I agree that a full implementation of whitelisting would be beneficial, but then we're talking about affecting lots of different detection reasons. There are also times when we want different whitelists for different detections, and to not share the list, or at least not share some entries between detections. A full implementation gets complex.

Do we have a few representative examples of things we'd like to exclude? I've been away from the Smokey coalface due to a job application recently so have missed some of the chat around this.

tripleee commented 5 years ago

Mithrandir pointed out a few in chat last week, I think search for when I mentioned "bertieb" as a quick shortcut, or I can try to provide links tomorrow. Glorfindel mentioned one today, I think xda-develop.com or similar. A search in the FPs woud probably be more methodologically sound, similar to what I did for reviewing ASN:s today (I think #3007)

ArtOfCode- commented 5 years ago

@bertiebaggio check your inbox for an org invite - that should make it possible to actually assign you here.

angussidney commented 5 years ago

Related (possibly duplicate?): https://github.com/Charcoal-SE/SmokeDetector/issues/490

bertiebaggio commented 5 years ago

tripleee: Thanks, I'll have a look through chat history

Art: done, thanks!

tripleee commented 5 years ago

Pling, any progress?

tripleee commented 5 years ago

@machavity mentions pub.dev: https://chat.stackexchange.com/transcript/message/51136860#51136860

stale[bot] commented 4 years ago

This issue has been closed because it has had no recent activity.
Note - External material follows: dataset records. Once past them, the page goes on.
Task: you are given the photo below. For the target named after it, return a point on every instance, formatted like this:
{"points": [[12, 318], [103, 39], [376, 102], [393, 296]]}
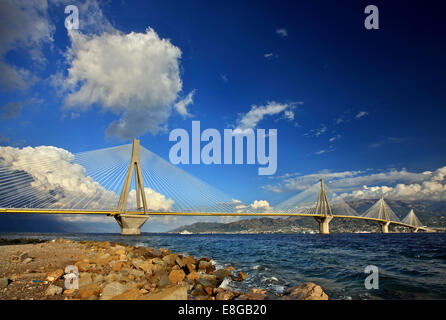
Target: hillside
{"points": [[432, 214]]}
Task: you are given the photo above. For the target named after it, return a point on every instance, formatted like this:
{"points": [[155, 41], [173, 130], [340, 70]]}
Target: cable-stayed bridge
{"points": [[49, 180]]}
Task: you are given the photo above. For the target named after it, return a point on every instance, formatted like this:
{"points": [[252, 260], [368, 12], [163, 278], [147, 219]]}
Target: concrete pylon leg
{"points": [[385, 227], [324, 224], [130, 224]]}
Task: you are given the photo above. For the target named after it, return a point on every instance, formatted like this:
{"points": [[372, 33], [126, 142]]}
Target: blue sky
{"points": [[366, 102]]}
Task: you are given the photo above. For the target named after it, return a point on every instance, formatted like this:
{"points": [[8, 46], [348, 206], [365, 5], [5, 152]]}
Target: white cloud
{"points": [[181, 106], [24, 25], [282, 32], [257, 113], [335, 137], [51, 179], [393, 184], [361, 114], [260, 205], [135, 76]]}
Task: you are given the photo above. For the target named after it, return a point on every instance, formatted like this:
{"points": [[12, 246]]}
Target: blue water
{"points": [[411, 265]]}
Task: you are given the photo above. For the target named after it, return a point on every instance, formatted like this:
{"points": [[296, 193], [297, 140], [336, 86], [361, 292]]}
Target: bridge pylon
{"points": [[131, 223], [323, 209], [384, 215]]}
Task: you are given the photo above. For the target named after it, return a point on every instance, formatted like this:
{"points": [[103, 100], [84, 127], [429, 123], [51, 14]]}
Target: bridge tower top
{"points": [[322, 205], [383, 214], [139, 185]]}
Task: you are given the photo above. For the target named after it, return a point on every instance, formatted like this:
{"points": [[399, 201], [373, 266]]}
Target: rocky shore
{"points": [[114, 271]]}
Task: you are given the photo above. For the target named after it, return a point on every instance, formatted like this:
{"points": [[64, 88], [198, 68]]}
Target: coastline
{"points": [[36, 270]]}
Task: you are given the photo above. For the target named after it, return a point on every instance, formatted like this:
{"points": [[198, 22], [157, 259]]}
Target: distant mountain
{"points": [[431, 213]]}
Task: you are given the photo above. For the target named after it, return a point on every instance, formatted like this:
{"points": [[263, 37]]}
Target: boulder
{"points": [[176, 276], [112, 289], [4, 282], [55, 275], [307, 291], [172, 292], [53, 290]]}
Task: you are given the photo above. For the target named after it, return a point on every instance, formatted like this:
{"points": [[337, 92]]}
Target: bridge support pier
{"points": [[324, 224], [385, 227], [130, 223]]}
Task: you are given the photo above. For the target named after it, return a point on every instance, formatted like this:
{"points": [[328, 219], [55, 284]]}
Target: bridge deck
{"points": [[162, 213]]}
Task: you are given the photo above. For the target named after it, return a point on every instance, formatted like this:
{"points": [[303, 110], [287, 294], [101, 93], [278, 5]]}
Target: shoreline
{"points": [[32, 269]]}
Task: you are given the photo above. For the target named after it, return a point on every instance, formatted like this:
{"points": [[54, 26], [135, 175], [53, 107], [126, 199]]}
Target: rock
{"points": [[112, 289], [190, 267], [193, 276], [240, 276], [225, 295], [85, 279], [189, 260], [4, 282], [221, 274], [203, 265], [164, 280], [176, 276], [170, 259], [132, 294], [136, 273], [27, 260], [179, 262], [55, 275], [69, 292], [118, 266], [53, 290], [82, 266], [307, 291], [172, 292], [207, 283]]}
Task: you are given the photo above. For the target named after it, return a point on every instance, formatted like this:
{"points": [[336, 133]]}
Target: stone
{"points": [[225, 295], [53, 290], [240, 276], [164, 280], [136, 273], [69, 292], [193, 276], [85, 279], [27, 260], [190, 267], [179, 262], [118, 266], [172, 292], [4, 282], [307, 291], [170, 259], [131, 294], [189, 260], [55, 275], [82, 266], [176, 276], [112, 289], [221, 274]]}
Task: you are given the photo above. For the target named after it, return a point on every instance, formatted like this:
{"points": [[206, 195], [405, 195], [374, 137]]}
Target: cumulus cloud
{"points": [[257, 113], [393, 184], [46, 176], [361, 114], [282, 32], [181, 106], [135, 76], [24, 25], [155, 201]]}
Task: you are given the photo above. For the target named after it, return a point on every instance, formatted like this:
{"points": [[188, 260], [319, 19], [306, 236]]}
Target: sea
{"points": [[409, 265]]}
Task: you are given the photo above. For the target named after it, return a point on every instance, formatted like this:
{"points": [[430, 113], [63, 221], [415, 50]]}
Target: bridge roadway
{"points": [[162, 213]]}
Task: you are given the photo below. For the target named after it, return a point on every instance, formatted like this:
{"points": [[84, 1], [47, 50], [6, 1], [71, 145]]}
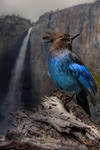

If this is still important, please add another comment and find someone with write permissions to reopen the issue. Thank you for your contributions.

ArtOfCode- commented 4 years ago

As of ce83f319abed51e6d93ce4405ce0be25164603ef, I've added an is_website_whitelisted helper method, and used it in a few checks in findspam.py (often through the is_whitelisted_website method that was already in there - though that only checked a small number of regexes).

The new helper method feeds from the metasmoke API: any domain that's tagged with whitelisted will be excluded from Smokey's domain checks.

We can also add the helper to more findspam checks if we think it's necessary.